Si Aku menilai paradigma warga Majalengka dalam beberapa
kejadian.
Salah satunya adalah paradigma tentang profesi penulis. Suatu
hari dia bertemu dengan seorang kenalan yang berprofesi sebagai guru. Awalnya
dia bersyukur karena akhirnya dapat berbicara dengan orang yang dikiranya bisa
memahami obrolannya. Lama-lama dia kecewa karena guru yang mengaku sering
menulis itu justru menganggap tulisan sebagai barang dagangan belaka. Inilah
yang membuatnya merasa bertanggung jawab untuk membenahi Majalengka. Tapi,
sebagaimana halnya dengan kasus intrik politik, pada bab-bab selanjutnya pun
tidak disebutkan keterlibatan si Aku di bidang pendidikan. Peristiwa lain yang
bersangkutan dengan paradigma warga setempat tentang profesi penulis adalah
saat si Aku, ibu, dan neneknya mengobrol tentang profesinya. Si Aku mencoba
menjelaskannya tapi ibunya yang sebenarnya dulu sangat suka membaca buku-buku
Balai Pustaka tidak bisa memahami pekerjaan sehari-hari seorang penulis, dari
mana honornya, dst., apalagi neneknya. Akhirnya dia tidak berusaha lagi
menjelaskan, hanya mengiyakan saja. Dia memaklumi paradigma umum tentang
penulis, tapi menentang paradigma sempit kalangan yang menurutnya seharusnya
tidak begitu.
Pada bagian kedua buku ini paradigma neneknya dijadikan
objek pengamatan si Aku. Neneknya begitu menghayati bulan Ramadan sampai-sampai
merasa sebal dengan perubahan kebiasaan berdulag anak-anak. Menurutnya,
sekarang (berdasarkan latar waktu buku ini) anak-anak hanya asal berdulag saja.

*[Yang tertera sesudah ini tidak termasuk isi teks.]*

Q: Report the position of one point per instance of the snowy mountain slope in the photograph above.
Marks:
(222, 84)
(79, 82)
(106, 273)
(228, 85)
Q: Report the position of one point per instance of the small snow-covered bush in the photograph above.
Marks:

Penghayatan itu disandingkan dengan pengabaian neneknya atas ajaran Islam pada
waktu-waktu lain, seperti tidak salat, dst.. Memang, sebagaimana pengakuannya,
keluarga si Aku adalah kalangan abangan. Pada kesempatan lain neneknya sakit.
Tapi, dia tidak mau diajak berobat ke dokter. Diberi obat pun tidak dimakannya.
Dia baru mau diobati oleh dukun. Saat menceritakan neneknya, si Aku hanya
bersikap sebagai pengamat. Dia tidak memberi penilaian, apalagi menghakimi.
Rasanya neneknya lebih didudukkan sebagai contoh kasus paradigma orang-orang
tua yang tinggal di suatu daerah pinggiran.
Perjalanan Penganten adalah penilaian orang yang telah
terbiasa tinggal di kota atas apa-apa yang ada di kampung halamannya, suatu
daerah pinggiran. Ada nada mencibir dan rasa lebih maju dalam penilaian itu.